Sex:Miss Honeychurch

Posted by Susan47 on August 27, 2004, at 10:03:15

In reply to Re: I love a man who doesn't love me., posted by Miss Honeychurch on August 27, 2004, at 8:39:47

I hope you don't mind my jumping in but you mentioned sex, which has been on my mind quite a lot in the last several months. Ew. The best sex I ever had was with a bad boy whose favourite line was, "It much better to give than receive". I'll never forget him. But he was a bad boy.

 

Re: Sex:Miss Honeychurch » Susan47

Posted by Miss Honeychurch on August 27, 2004, at 13:04:36

In reply to Sex:Miss Honeychurch, posted by Susan47 on August 27, 2004, at 10:03:15

Sex with badboys is sometimes good, but I have found they are very selfish lovers. I thought they were great until I first had sex with my husband who was the first "good boy" I dated and the sex was an epiphany! He actually cared if I had an orgasm! He let me have one first!

 

Re: Sex:Miss Honeychurch

Posted by Susan47 on August 27, 2004, at 15:49:07

In reply to Re: Sex:Miss Honeychurch » Susan47, posted by Miss Honeychurch on August 27, 2004, at 13:04:36

That's what this badboy did; let me have the first orgasm. In life he was a jerk, in bed he was fantastic. But he only had the one chance. I figure them out pretty quick.

 

Re: try this book link » tabitha

Posted by sb417 on August 28, 2004, at 23:37:55

In reply to Re: try this book link, posted by tabitha on August 27, 2004, at 1:12:33

> "The Rules: Mr Right">
> that book gave me quite a wake-up too. "If he doesn't call, he's not that interested". Boy I wasted lots of time not knowing (or not wanting to accept) that little bit of wisdom.

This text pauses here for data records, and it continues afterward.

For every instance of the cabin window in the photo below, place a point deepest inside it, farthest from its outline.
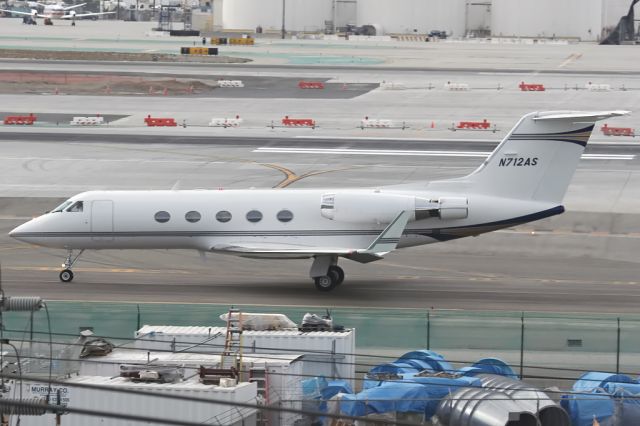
(285, 215)
(162, 217)
(254, 216)
(76, 207)
(61, 207)
(223, 216)
(192, 216)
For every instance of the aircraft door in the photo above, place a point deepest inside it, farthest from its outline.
(102, 220)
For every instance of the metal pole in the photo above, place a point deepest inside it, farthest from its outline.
(284, 32)
(428, 330)
(618, 350)
(521, 345)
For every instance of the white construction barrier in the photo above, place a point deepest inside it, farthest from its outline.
(87, 121)
(598, 87)
(392, 86)
(369, 123)
(230, 83)
(225, 122)
(456, 86)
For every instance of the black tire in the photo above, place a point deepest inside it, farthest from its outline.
(338, 272)
(66, 276)
(325, 282)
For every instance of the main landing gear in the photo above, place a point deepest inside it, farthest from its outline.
(326, 273)
(66, 275)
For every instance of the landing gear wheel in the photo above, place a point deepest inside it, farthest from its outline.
(325, 282)
(66, 276)
(338, 273)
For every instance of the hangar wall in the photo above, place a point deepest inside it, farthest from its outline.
(545, 18)
(300, 15)
(583, 19)
(405, 16)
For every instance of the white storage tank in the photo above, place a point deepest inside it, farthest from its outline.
(300, 15)
(144, 405)
(405, 16)
(581, 19)
(326, 353)
(616, 9)
(285, 372)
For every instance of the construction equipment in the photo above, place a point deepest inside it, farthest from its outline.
(232, 355)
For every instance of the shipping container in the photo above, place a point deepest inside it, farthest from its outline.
(326, 353)
(144, 405)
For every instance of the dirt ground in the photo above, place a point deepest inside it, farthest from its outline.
(25, 82)
(114, 56)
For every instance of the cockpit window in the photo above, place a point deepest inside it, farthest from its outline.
(62, 206)
(76, 207)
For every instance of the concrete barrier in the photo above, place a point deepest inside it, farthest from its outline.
(456, 86)
(225, 122)
(230, 83)
(87, 121)
(598, 87)
(387, 85)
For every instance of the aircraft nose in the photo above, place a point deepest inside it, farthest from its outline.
(19, 231)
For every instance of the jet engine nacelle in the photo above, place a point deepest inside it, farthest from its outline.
(378, 207)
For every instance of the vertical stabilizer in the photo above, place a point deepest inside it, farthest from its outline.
(539, 156)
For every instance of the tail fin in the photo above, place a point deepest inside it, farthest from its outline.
(538, 157)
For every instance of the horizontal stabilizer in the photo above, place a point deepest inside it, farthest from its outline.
(388, 240)
(579, 115)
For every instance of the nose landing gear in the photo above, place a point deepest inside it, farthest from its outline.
(66, 275)
(326, 274)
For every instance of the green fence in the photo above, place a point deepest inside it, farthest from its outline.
(547, 347)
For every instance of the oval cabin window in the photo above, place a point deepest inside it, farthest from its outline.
(223, 216)
(285, 216)
(192, 216)
(162, 217)
(254, 216)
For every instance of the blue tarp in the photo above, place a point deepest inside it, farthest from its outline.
(418, 364)
(594, 380)
(433, 359)
(335, 387)
(622, 389)
(583, 409)
(388, 397)
(470, 371)
(312, 388)
(393, 368)
(495, 366)
(380, 399)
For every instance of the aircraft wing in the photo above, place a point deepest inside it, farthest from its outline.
(74, 6)
(384, 243)
(84, 15)
(15, 12)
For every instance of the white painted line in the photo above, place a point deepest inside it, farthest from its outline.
(607, 157)
(473, 154)
(370, 138)
(496, 141)
(347, 151)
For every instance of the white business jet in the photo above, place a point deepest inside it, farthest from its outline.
(524, 179)
(57, 11)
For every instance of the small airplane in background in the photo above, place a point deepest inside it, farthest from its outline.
(56, 11)
(523, 180)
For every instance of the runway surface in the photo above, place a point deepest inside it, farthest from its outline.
(574, 270)
(438, 277)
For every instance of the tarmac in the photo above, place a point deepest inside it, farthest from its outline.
(583, 261)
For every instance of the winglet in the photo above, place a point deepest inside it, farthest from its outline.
(388, 240)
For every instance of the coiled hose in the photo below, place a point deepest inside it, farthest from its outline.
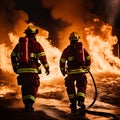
(99, 113)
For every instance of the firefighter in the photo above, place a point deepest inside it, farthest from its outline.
(75, 57)
(26, 58)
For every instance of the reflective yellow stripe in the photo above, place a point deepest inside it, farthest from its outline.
(71, 58)
(46, 65)
(26, 70)
(81, 94)
(62, 68)
(28, 96)
(41, 54)
(33, 55)
(14, 54)
(62, 60)
(74, 71)
(88, 57)
(71, 96)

Tabitha, thanks for the correction. And I prefer the way you worded the admonition: "If he doesn't call, he's not that interested." Yes, I wasted a lot of time, too.

 

Re: I love a man who doesn't love me. » Susan47

Posted by sb417 on August 28, 2004, at 23:42:40

In reply to Re: I love a man who doesn't love me., posted by Susan47 on August 27, 2004, at 9:52:57

Hi Susan. Thanks for the compliment. Actually, I'm not that wise. The very little bit of wisdom I have has come from learning the hard way, over and over again, and from lots of therapy.